Desta forma, o futuro dos trabalhadores continua incerto – o fecho de portas não é definitivo. Nuno Coelho explica que “não há uma decisão nesse sentido [do fecho definitivo]. Mesmo que aquilo tivesse passado para o senhorio, não podíamos dizer que fechou definitivamente, porque não sabemos o que é que ele vai fazer com aquilo. Se vai ser ele a investir no negócio, se vai vender. Não sabemos”.

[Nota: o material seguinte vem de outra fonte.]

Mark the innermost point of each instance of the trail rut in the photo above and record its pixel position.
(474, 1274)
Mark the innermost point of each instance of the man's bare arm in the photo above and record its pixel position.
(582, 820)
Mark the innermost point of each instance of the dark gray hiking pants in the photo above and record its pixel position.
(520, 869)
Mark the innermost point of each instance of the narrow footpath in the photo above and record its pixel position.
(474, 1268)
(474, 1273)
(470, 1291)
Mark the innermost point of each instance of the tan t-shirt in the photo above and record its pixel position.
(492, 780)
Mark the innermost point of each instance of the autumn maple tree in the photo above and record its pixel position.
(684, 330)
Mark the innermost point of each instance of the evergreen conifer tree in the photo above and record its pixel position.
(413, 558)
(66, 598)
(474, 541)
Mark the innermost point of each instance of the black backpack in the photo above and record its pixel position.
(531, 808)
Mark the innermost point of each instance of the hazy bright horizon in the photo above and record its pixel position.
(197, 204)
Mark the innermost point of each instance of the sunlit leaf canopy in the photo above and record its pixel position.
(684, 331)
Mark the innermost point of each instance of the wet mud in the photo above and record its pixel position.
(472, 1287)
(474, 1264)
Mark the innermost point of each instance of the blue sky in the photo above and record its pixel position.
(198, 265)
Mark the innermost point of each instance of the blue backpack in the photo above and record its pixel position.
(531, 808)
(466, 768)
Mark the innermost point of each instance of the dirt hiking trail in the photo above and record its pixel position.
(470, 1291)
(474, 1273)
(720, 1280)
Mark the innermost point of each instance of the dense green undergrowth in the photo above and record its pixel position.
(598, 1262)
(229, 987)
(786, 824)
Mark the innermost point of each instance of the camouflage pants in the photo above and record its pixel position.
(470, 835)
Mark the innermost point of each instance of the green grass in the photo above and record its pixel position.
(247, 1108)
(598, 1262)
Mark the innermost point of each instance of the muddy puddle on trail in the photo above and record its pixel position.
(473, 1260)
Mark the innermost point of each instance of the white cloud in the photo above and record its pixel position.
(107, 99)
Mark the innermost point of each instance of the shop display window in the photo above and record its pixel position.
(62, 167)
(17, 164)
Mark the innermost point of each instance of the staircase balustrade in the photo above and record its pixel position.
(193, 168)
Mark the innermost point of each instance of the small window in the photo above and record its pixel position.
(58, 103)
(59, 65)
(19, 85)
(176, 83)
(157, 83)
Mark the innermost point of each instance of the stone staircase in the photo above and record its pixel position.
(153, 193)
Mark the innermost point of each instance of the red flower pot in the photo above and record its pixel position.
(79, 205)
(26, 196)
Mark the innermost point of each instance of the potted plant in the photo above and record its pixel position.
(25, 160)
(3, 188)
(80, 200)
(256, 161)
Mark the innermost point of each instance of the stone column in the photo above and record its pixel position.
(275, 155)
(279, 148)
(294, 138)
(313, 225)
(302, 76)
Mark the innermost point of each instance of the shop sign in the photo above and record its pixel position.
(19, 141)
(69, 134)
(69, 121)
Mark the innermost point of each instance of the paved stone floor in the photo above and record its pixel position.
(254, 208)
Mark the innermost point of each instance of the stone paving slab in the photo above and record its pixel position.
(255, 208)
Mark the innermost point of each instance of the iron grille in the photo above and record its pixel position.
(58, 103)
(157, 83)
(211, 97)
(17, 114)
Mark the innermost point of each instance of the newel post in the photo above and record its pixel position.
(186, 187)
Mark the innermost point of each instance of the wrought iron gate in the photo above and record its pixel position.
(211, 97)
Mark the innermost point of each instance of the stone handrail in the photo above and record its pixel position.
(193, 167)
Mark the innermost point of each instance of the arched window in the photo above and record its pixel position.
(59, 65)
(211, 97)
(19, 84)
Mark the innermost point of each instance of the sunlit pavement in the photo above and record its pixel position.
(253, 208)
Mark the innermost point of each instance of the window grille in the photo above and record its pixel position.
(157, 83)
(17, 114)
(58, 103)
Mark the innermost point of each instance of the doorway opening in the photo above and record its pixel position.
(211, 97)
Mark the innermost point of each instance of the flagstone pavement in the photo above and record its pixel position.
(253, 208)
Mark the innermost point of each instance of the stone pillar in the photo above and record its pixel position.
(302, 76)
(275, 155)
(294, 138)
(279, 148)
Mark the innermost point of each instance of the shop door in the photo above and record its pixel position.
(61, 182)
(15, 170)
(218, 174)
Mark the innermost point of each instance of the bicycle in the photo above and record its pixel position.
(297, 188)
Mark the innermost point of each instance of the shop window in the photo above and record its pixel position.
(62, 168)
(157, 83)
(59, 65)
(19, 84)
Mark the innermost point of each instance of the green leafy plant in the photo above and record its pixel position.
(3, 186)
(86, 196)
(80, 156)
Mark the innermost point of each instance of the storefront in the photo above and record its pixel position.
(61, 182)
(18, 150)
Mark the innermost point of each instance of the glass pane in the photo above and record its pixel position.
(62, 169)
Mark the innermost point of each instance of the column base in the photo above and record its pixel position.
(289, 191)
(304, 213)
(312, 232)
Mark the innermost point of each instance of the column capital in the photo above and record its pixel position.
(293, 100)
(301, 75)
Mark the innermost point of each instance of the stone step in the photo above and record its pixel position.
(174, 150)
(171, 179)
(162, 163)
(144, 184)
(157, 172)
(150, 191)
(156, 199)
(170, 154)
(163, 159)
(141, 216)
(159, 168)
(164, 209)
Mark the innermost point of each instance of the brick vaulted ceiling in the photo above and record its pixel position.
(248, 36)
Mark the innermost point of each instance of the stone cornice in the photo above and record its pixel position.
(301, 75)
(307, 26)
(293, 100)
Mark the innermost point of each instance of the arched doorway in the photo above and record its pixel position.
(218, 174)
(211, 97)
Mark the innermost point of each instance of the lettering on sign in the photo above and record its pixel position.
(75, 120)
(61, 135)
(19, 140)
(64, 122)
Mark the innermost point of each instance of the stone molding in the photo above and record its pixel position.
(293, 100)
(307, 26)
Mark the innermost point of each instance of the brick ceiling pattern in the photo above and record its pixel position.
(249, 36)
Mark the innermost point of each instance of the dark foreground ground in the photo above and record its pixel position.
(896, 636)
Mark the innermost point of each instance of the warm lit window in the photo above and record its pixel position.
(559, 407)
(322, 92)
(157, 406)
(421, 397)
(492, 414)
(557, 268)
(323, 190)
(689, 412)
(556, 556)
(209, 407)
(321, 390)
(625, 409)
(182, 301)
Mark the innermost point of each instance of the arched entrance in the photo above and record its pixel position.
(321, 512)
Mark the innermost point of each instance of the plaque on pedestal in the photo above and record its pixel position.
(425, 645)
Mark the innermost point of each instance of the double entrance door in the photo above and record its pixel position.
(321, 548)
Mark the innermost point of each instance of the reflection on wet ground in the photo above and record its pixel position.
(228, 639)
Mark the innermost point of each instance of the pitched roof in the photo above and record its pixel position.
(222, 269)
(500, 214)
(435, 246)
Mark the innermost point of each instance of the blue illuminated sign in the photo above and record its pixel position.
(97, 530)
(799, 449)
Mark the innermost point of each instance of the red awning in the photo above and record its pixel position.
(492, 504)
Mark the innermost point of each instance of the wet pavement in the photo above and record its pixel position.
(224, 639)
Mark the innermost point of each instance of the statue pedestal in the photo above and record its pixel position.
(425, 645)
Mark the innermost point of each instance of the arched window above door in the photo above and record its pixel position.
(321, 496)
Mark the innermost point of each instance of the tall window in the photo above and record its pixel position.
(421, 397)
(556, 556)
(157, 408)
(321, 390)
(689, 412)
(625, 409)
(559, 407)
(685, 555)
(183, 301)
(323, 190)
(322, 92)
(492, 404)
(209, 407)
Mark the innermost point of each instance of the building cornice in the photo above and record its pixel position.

António Ferreira tem esperança que a decisão do tribunal, no que toca à providência cautelar, seja desfavorável ao senhorio. “Gostaria que conseguíssemos vencer este processo porque para mim, e penso que para alguns trabalhadores também, a Galiza já fazia parte da nossa família e, nesse aspeto, gostaríamos mesmo que voltasse a abrir. Foram muitos anos de familiarização com muitos clientes e isso faz-nos falta”.

Desde julho, os trabalhadores encontram-se no fundo de desemprego, a maioria ainda longe da idade da reforma. 

Tentativa de encerramento coercivo 

A Cervejaria Galiza é um restaurante histórico na zona do Campo Alegre, onde tinha portas abertas desde 1972. No espaço reuniam-se estudantes, artistas e políticos de todo o país. Mas a história deste restaurante é marcada por acontecimentos conturbados. 

António Ferreira, que serviu por mais de três décadas na casa, destaca o episódio que aconteceu a 11 de novembro de 2019. Era uma segunda-feira e os trabalhadores estavam de folga. A noite desta data ficou marcada pela tentativa de encerramento coercivo por parte da proprietária do negócio, Delfina Amaral. Um dos trabalhadores passou, por acaso, pelo espaço e, suspeitando do que estava a acontecer, chamou os restantes – que acabaram por forçar a entrada na Galiza. “Recusá-mo-nos a sair do espaço, porque a polícia tentou que saíssemos. Dialogámos com ela [proprietária] e, ao fim de quatro horas de negociação com o sindicato presente, ela nomeou três pessoas para assegurar a gestão do espaço – eu era uma delas”, lembra António Ferreira. 

António Ferreira, Luís Barbosa e Carlos Carneiro foram os trabalhadores que assumiram a autogestão do estabelecimento, numa tentativa de manter as portas abertas, mas também os seus postos de trabalho. Conseguiram ter a casa a funcionar, mas a situação tornou-se “insustentável”, principalmente depois da chegada da pandemia. 

A cervejaria fechou portas, pela última vez, a 4 de julho de 2020, com a entrada do processo de insolvência por parte do fornecedor. Depois de acionado o direito de preferência pelo senhorio, e com o avanço de uma providência cautelar pelo mesmo, o destino final da Cervejaria ainda não é conhecido. Desta forma, António Ferreira lamenta o que tem vindo a ser noticiado, pois, garante, a Galiza “só vai fechar quando o tribunal disser que a casa é do senhorio” e no caso do senhorio não querer dar continuidade ao negócio. “Só assim é que fecha”, definitivamente, considera o trabalhador.